A reação à frieza iluminista é o sentimentalismo romântico: o próprio inaugurador do movimento literário, “Os sofrimentos do jovem Werther”, de Goethe, é um exemplo do viver e morrer por amor da época. Apesar da mundança da visão sobre o sentimento, as regras do flerte ainda eram engessadas, como diz Regina Navarro Lins: “Na maior parte da Europa, a interação dos sexos via-se rigorosamente regulamentada, sendo excluída a espontaneidade”.
“Antes da modernidade, o amor não fazia parte dos casamentos burgueses”, diz a Dra. Lígia Baruch. “A aliança matrimonial era um contrato entre famílias visando o bem das mesmas, o sexo só era tolerado, mesmo dentro do casamento, para fins de procriação.” É no começo da Idade Moderna que se começa a esboçar conceitos, até hoje atuais, sobre o assunto, pelas mãos de Rousseau. Dentro das suas idéias, a família era a única coisa que evitava que o individualismo desmantelasse a sociedade. Assim, para constituir esse elo tão importante, era necessário que houvesse uma aliança entre amor e sexo. Segundo o filósofo francês, apenas a combinação das experiências amorosas e sexuais garantiria a felicidade plena — e a manutenção da unidade familiar.

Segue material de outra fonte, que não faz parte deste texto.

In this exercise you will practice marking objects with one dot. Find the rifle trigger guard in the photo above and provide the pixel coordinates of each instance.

Depois, Freud reduziu o amor à sublimação dos desejos sexuais, sob um olhar que pretendia ser científico. O correr do século passado mostrou-nos novas maneiras de amar: mais liberais, espontâneas e independentes. Os métodos contraceptivos, o fim de casamentos combinados pelos pais e a maior liberdade para os jovens prepararam o terreno para os relacionamentos nos anos 2000. Ter uma crush, flertar, dar match, ficar, beijar, transar, namorar, morar junto, casar: termos comuns para os millenials e que, em maior ou menor grau, têm a ver com essa coisa que é o amor.
*Todos os nomes das personagens desta reportagem são fictícios.